Each week, OSU will see something new from opposing defenses. An altered secondary scheme, new blitzes, different formations.
“When you’ve got James Washington on one side, you always go through the what-if,” Rudolph said, listing off the potential defenses an opponent might show. “It’s hard to change who you are in one week. Teams do what they do because they’re good at it.
“That’s what Pitt did, and we made them pay in some situations.”
Washington is the star of the receiver show. A preseason All-American and potential first-round NFL Draft pick. Yet OSU led 28-0 before he ever touched the ball.
“It’s not just me, it’s all of the receivers,” Washington said. “That was a great example of what I’m talking about today. You double one guy, we have four other guys we can hit at any time.”
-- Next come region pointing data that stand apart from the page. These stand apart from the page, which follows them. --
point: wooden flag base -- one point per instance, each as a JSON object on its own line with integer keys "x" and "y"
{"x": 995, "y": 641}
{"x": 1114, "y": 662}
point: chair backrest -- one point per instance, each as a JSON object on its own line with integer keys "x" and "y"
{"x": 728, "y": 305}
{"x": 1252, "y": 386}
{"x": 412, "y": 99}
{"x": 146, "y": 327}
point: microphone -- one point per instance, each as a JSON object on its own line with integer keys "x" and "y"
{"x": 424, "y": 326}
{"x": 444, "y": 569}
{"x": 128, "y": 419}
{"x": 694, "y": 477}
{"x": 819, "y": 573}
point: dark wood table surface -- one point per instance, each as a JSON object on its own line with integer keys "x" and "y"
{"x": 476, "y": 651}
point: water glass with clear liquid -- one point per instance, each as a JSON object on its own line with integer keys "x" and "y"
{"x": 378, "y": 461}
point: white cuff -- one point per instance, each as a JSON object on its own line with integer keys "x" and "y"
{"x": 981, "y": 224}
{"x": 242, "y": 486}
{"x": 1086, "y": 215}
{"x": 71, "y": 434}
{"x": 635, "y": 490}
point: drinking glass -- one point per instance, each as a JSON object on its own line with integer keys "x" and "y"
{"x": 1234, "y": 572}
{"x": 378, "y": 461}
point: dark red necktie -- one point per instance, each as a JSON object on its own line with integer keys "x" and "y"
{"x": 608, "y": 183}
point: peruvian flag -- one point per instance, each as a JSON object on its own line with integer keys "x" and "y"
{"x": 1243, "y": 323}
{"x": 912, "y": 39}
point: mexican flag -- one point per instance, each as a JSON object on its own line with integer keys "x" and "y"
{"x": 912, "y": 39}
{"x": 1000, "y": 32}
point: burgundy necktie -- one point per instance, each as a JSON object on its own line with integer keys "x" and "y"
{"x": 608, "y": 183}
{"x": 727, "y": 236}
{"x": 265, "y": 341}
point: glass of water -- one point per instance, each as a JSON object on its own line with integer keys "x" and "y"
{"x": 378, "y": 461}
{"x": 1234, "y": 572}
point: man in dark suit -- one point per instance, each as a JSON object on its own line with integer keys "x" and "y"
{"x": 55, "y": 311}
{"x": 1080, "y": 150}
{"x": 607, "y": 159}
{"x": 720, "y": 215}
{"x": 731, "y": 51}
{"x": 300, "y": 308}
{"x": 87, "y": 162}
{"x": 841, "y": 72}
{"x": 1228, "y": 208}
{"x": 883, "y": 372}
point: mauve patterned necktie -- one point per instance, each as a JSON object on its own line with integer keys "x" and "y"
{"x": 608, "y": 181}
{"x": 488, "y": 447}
The phrase “pick your poison” comes up a lot in conversations about the OSU receivers. And it might be just that: pick whoever you want to stop, and watch the others shred you.
“We’ve got a lot of schemes designed for slot guys, or outside guys,” Rudolph said. “Everyone really clicked today. They all did their job. If we keep doing that, it’s going to take us far.”
OSU receivers Marcell Ateman, left, and Jalen McCleskey celebrate one of the Cowboys’ seven first-half touchdowns.
Oklahoma State wide receiver Dillon Stoner breaks away from Pittsburgh defensive back Dennis Briggs on his way to a first-quarter touchdown on Saturday.